= Task Control Block =

Instance of a thread control block within IBM OS/360 and successor systems

The Task Control Block (TCB) is a data structure which contains the state of a task (Note: Roughly analogous to a thread in UNIX-like operating systems.) in, e.g., OS/360 and successors on IBM System/360 architecture and successors.

==The TCB in OS/360 and successors==
In OS/360, OS/VS1, SVS, MVS/370, MVS/XA, MVS/ESA, OS/390 and z/OS, the TCB contains, among other data, non-dispatchability flags and the general and floating point registers for a task that is not currently assigned to a CPU.

A TCB provides an anchor for a linked list of other, related request blocks (RBs); the top-linked RB for a TCB contains the Program status word (PSW) when the task is not assigned to a CPU.

When the control program's dispatcher selects a TCB to be dispatched, the dispatcher loads registers from the TCB and loads the PSW from the top RB of the TCB, thereby dispatching the unit of work.

===Request Blocks===

OS/360 has the following types of request blocks
- Interruption Request Block
 An IRB is used to handle an asynchronous exit. (Note: An asynchronous routine to handle an exception, timer event or other signal.)
- Program Request Block
 A PRB represents a module invoked with an ATTACH macro, a LINK macro or a synchronous exit. (Note: Unprivileged callback routine.)
- System Interruption Request Block
 An SIRB is used to run I/O error recovery code.
- Supervisor Request Blocks
 An SVRB represents the execution of a Type 2, Type 3 or Type 4 SVC routine

An RB contains several fields, among them an old PSW, old general registers, a PSW and a wait count.

===Dispatching===
The Dispatcher is a routine in the nucleus that selects the work to be dispatched. It selects the highest priority task that:
1. Is not running on another CPU
2. Does not have any non-dispatchability flags set
3. Has a top RB with a zero wait count.

The system maintains a pair (Note: In 65MP there is a pair for each CPU; in MVS there are pointers for each address space.) of TCB pointers known as TCB old and TCB new.

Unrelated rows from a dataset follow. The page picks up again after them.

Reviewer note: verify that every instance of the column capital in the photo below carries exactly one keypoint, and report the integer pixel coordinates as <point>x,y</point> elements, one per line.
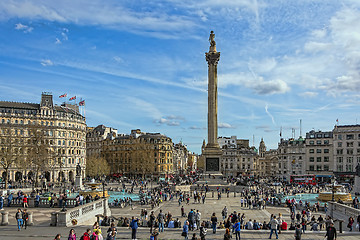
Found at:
<point>212,58</point>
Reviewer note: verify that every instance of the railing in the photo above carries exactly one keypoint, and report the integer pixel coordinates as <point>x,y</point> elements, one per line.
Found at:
<point>342,211</point>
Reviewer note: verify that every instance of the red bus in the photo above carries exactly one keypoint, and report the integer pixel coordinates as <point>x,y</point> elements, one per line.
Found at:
<point>303,179</point>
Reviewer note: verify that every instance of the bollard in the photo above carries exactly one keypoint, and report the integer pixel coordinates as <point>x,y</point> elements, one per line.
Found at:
<point>30,221</point>
<point>4,218</point>
<point>53,221</point>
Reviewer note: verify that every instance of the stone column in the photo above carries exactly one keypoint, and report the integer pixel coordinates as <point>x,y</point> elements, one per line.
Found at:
<point>212,57</point>
<point>4,218</point>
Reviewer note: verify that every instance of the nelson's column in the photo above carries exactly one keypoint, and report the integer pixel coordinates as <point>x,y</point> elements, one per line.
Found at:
<point>212,152</point>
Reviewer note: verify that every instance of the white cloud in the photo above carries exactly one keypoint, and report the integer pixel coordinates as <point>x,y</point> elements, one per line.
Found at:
<point>24,28</point>
<point>225,125</point>
<point>308,94</point>
<point>112,14</point>
<point>57,41</point>
<point>118,59</point>
<point>46,62</point>
<point>269,114</point>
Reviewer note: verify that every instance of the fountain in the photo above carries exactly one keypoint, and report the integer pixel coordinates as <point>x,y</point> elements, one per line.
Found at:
<point>94,190</point>
<point>337,193</point>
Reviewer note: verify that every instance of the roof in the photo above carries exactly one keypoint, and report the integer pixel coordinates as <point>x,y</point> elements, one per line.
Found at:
<point>32,106</point>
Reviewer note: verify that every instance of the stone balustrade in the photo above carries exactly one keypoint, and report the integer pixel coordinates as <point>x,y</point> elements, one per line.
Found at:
<point>342,211</point>
<point>84,214</point>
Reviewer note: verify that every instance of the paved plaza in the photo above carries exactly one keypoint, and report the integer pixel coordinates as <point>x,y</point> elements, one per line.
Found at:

A TCB new pointer of zero causes the dispatcher to search for an eligible task.

When the dispatcher finds an eligible task, it sets the old and new TCB pointers. loads the registers from the TCB and loads the PSW from the top RB.

If the dispatcher fails to find eligible work, it enters an enabled wait.

==History==
With the introduction of MVS/370 and successor systems, a whole new environment was introduced: the Service Request Block (SRB), which generally has a higher priority than any Task Control Block, and, indeed, which itself has two distinct priorities: a Global SRB (priority over all local address space SRBs and TCBs) and a Local SRB (priority over only the local address space TCBs); and MVS's dispatcher must manage all of these with absolute consistency across as many as two processors (MVS/370) and as many as sixteen processors (successor systems).